True enough, there are still signs from a better day, in part, reflected in Article VII of synod’s constitution. Yet, how did our Christian freedom slip so quickly away? The Promising Tradition cherishes the gift of Christian liberty. While the legalists do not trust the gift (perhaps it is they themselves they do not trust the most), Christian freedom is a gift that comes under the gentle rule of the gospel. Christ has authorized us to have freedom to his glory. The legalists have no right to take it away.
The legalists have not understood the essence of Christian freedom. They are worried that Christians who are free will abandon biblical Christian doctrine. What they do not understand is that it is precisely that Christian doctrine that authorizes Christian freedom. The purpose of doctrine has never been to organize biblical truths in this or that arrangement. The purpose of Christian doctrine is to keep the good news of Jesus Christ good! That is the whole rationale behind the major statements of doctrine, like the creeds, the Augsburg Confession and the Apology, to name a few.
The Promising Tradition is about confessing Christian doctrine for the sake of the gospel that makes and keeps God’s people free for him.
VII. A Time to Confess
There are times and occasions when men and women of God are called to take the witness stand and confess the gospel as the sole-sufficient norm of Christ’s Church. For us, in our little corner of the kingdom, confessors of the Promising Tradition recognize that now is such a time.

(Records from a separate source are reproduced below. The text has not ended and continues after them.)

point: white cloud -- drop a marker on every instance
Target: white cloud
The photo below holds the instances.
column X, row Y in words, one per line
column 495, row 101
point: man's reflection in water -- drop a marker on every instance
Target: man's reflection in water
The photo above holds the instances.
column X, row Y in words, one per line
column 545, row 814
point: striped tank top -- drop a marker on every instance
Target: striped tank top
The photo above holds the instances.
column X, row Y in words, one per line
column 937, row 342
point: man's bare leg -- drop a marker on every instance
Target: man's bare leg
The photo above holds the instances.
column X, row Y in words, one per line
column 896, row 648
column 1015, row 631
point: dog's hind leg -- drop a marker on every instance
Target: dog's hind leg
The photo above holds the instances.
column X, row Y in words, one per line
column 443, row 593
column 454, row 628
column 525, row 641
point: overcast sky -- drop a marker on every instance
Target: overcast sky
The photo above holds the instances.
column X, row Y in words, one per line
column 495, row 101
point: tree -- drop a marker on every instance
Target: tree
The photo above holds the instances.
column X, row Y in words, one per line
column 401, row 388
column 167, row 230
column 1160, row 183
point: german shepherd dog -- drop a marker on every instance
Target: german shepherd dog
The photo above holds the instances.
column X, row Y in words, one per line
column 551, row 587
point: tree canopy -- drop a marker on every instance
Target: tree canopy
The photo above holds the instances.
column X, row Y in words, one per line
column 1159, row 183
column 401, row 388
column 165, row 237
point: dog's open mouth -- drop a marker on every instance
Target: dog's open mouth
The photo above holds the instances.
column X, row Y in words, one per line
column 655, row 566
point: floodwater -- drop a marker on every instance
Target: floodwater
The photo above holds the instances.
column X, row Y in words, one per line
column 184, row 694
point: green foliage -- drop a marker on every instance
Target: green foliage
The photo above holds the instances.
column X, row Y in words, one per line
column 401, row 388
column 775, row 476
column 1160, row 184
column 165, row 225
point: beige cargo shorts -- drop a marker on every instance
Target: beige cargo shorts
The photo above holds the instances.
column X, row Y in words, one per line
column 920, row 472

Confessing is serious and, from a human point of view, a dangerous business, as Luther and the Reformers found out in their time of in statu confessionis (“in a situation of confessing”). The first danger of confessing is that confessors themselves are in imminent danger of losing their souls. Sin crouches as much at their door as it does anywhere else. They can become easily prone to self-righteousness, to hatred, to character assassination, the very things they recognize in their opponents. Confessing can only be done in profound humility before the Lord of the Church. It is done for the sake of the gospel, so that the sole, sufficiency of the gospel of Jesus Christ may get the new and fresh hearing that it alone deserves in the life of the community of faith. It is done, also, for the sake of the opponents. They are God’s children, too, and confessors dare never forget that.
Confessors confess peacefully. It was Dr. Martin Luther King, Jr. who opened many of our eyes in our time to that. Of course he, a soul-mate to the Promising Tradition, stole most of his lines from one, Jesus of Nazareth. We will love our enemies and persecutors and we will never stop loving them no matter what they do. That’s how to confess the gospel. We will offer our humble, unworthy confessing up to the Lord, trusting that he will use it to open the eyes even of our enemies to the very gospel we confess.
However our confessing takes earthly shape in the days and months ahead, it will have been, as Richard Caemmerer said a quarter of a century ago, when he was asked how he, the teacher of three generations of pastor-proclaimers, felt about being branded a heretic, “A privilege to suffer for the sake of the gospel.”
Let us take it up again in the name of Christ. Now is our time to confess. The Promising Tradition, as it always does, insists on taking the stand.